2014-01-22 19:25:39 | Weblog
<「ミゲロさんよう。おめぇさんらは、いつもは何を食っているんだい。何でも赤い血のような物を飲んでいるそうだな」
 お爺さんが、尋ねたら
 「それは~、ワインと言うものですよ~。葡萄でつくる甘い飲み物です」
 「おれたちは、米で造ったどぶろくちゅうもんを飲むからお前さんたちは、ワインを飲むのかい。ロドリゴさんたちが、集まって大宮寺で血を飲んでいるちゅう話を聞いたぞ」
 「サンフランシスコ号から~ワインの樽が~浜辺に流れ着いたので~、それを~寄合の~時に~飲んでいたのでしょう」
 「ああ、そうかい。
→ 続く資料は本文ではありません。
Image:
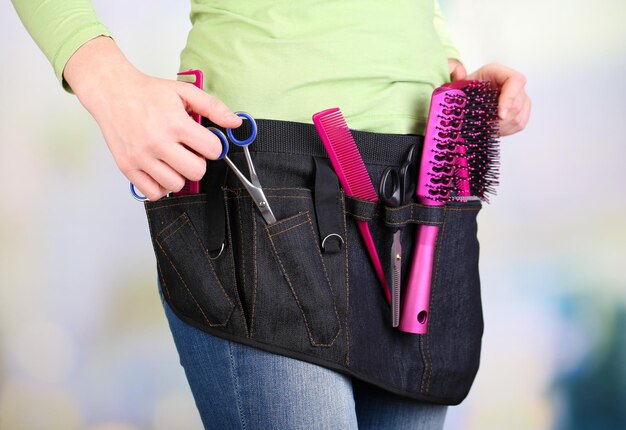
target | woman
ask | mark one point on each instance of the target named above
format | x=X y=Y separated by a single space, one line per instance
x=277 y=60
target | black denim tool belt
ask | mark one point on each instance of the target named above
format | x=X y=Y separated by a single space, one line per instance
x=304 y=287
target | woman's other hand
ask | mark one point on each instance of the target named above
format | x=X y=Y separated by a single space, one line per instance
x=514 y=105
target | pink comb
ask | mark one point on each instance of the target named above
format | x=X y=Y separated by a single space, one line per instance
x=459 y=159
x=352 y=174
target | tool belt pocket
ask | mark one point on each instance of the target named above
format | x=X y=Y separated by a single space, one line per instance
x=197 y=280
x=291 y=291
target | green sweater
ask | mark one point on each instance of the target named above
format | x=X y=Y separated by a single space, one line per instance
x=287 y=59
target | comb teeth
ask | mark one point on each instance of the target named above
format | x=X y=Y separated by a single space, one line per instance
x=344 y=154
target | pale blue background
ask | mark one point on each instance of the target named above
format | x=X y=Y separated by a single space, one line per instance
x=83 y=341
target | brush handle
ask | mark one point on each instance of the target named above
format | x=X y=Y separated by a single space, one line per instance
x=373 y=254
x=416 y=301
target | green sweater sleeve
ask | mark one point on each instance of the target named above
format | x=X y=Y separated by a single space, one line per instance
x=442 y=30
x=60 y=27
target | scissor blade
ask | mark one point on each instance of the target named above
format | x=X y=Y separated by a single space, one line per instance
x=396 y=261
x=256 y=192
x=253 y=176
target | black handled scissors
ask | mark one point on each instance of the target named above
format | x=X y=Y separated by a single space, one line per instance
x=396 y=188
x=253 y=186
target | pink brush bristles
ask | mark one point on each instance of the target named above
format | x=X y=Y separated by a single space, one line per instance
x=459 y=161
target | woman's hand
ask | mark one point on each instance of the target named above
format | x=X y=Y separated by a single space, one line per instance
x=514 y=105
x=145 y=120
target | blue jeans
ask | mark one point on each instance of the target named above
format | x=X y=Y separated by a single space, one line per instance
x=239 y=387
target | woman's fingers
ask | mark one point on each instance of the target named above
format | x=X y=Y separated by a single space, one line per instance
x=206 y=105
x=188 y=163
x=514 y=105
x=146 y=185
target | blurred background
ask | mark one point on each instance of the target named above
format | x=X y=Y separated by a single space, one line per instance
x=83 y=340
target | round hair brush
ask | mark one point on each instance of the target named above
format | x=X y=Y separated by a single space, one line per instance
x=459 y=161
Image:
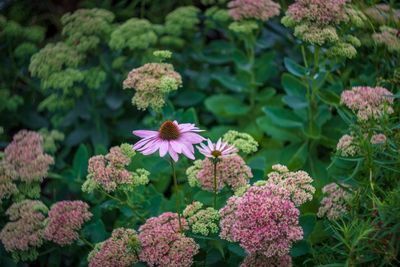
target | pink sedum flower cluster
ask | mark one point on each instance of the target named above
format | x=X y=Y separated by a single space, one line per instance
x=334 y=204
x=24 y=158
x=297 y=183
x=231 y=170
x=65 y=220
x=321 y=12
x=347 y=146
x=162 y=243
x=264 y=220
x=368 y=102
x=259 y=260
x=24 y=233
x=253 y=9
x=121 y=250
x=109 y=171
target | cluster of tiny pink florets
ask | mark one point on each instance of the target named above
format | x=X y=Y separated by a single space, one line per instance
x=121 y=250
x=26 y=228
x=259 y=260
x=24 y=158
x=253 y=9
x=162 y=243
x=231 y=170
x=334 y=204
x=368 y=102
x=108 y=171
x=297 y=183
x=264 y=220
x=65 y=220
x=321 y=12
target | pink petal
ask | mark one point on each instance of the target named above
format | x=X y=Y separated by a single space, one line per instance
x=145 y=133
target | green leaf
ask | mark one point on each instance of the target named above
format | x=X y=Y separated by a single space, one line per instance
x=226 y=106
x=294 y=68
x=80 y=162
x=299 y=249
x=293 y=86
x=283 y=117
x=229 y=81
x=295 y=102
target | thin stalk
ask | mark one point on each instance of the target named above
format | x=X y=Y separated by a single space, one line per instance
x=177 y=198
x=215 y=183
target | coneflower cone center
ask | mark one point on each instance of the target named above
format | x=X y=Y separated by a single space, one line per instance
x=169 y=131
x=216 y=153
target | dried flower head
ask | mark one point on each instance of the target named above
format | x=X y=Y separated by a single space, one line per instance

そんなら安心だけどもよう、まさか日地の生き血を飲むわけはねぇよなあ」
 「私たちは~、そんな~恐ろしい者では~ございませんよう。イエス様に~叱られて~しまいます」
 ミゲロさんが、急に血相を変えて大声を出した。
「それならあんたたちは、耶蘇教の信者かい」
母の菊さんが、怖ろしそうな声で尋ねた。
「は~い、私たちは~、みんな~これをさげて~おます」
と言って、胸に下げているクルスを見せた。
「おやまぁ、これが耶蘇教のしるしかい」
「そうです~。これは~、キリスト様が~、はりつけに~されたことを~わすれないために~み~んな~下げています」
ミゲロさんは、クルスにキスをして
「アーメン」
と、つぶやいた。
 たえは、大宮寺でお盆にお坊さんが数珠をまさぐってのとお経をあげるのと、耶蘇教がクルス
にキスをするは同じようなものかな、と考えた。
だが、子どものころから「毛唐の拝む耶蘇教は恐ろしいものだ」と、聞いているので、ミゲロさ
んの胸のクルスが、魔物かもしれないとも思うのであった。